April 13, 2012

Be Our Guest / Jim Welter

Why not include good news of joint dialogue statement between Catholics and Lutherans in ‘Question Corner’ response?

Jim WelterFather Kenneth Doyle’s response concerning the granting of indulgences in the “Question Corner” column in the March 16 issue of The Criterion raises more questions than it answers.

As he states, the Church’s teaching about indulgences has been around for about 1,000 years. It follows then that they were not around for an equally long period of time. So the time length alone would not seem to justify their usefulness in Catholic teaching.

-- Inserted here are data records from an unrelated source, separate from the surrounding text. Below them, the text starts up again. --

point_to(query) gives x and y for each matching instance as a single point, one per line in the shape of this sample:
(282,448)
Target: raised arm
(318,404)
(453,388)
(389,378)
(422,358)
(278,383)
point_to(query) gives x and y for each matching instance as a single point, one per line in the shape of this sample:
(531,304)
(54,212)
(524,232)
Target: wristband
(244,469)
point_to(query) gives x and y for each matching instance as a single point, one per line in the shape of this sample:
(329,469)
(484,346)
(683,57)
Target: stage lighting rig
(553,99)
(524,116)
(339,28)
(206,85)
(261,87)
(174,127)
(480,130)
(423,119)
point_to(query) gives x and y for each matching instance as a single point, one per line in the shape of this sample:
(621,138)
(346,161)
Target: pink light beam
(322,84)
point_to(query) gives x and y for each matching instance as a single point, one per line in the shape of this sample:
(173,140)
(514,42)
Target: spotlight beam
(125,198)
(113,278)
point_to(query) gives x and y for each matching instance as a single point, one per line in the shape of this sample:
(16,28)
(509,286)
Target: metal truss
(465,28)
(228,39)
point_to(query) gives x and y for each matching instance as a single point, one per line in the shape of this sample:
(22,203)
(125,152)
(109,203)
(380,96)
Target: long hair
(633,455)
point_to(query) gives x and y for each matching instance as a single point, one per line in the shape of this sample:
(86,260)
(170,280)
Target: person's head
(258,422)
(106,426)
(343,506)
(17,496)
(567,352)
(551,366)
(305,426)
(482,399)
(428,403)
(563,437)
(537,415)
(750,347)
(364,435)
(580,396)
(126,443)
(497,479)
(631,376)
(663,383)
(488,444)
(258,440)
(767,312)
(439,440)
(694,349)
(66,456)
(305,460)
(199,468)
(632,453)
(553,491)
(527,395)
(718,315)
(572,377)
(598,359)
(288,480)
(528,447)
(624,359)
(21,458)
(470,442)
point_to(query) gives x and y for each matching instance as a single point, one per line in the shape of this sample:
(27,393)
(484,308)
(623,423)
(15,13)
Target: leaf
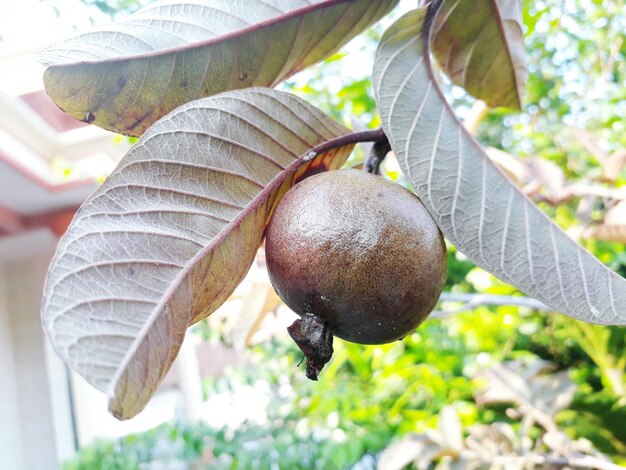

The Church, during Vatican II, found expressions that more adequately described the nature of sin, as well as God’s mercy and forgiveness, so the emphasis on indulgences under the guidance of the Holy Spirit was diminished as the reader correctly notes.

Father Doyle could have ended his answer on such a pastoral tone. Instead, he chose to expand his answer by short-changing history and only telling half of the story.

Historically, we know that there were many Catholic reformers in addition to Martin Luther who opposed the abuses to indulgences prior to and during the Reformation period.

Erasmus of Rotterdam, who corresponded with Luther, was perhaps the best known. The selling of indulgences did not “ignite” the reformation as Father Doyle states because by the time Luther returned from exile in the Castle at Wittenberg—after only two years—the practice of selling of indulgences had largely been discontinued.

The real issue for Luther was much larger as it addressed the theology of indulgences themselves and the authority of the pope to be the dispenser of God’s forgiveness.

A series of dialogues which took place between the Catholic and Lutheran traditions following Vatican II resolved many of the divisive issues of the 16th century to the extent that Cardinal Joseph Ratzinger—now Pope Benedict XVI—actually signed a document in 1999 supporting the revocation of Luther’s excommunication.

The conclusion of these modern dialogues and the final agreement between the Catholic and the Evangelical Lutheran traditions can be summarized in a simple phrase and puts to death the centuries-old, and totally unnecessary, argument of whether we are saved through works or grace. “We are saved by grace to free us for good works!”

As a committed Catholic, I wonder why Father Doyle did not choose to share the good news of this joint dialogue statement in his column rather than place upon her shoulders the burden of “a theology with a checkered past.”

(Jim Welter is a member of St. Barnabas Parish in Indianapolis.)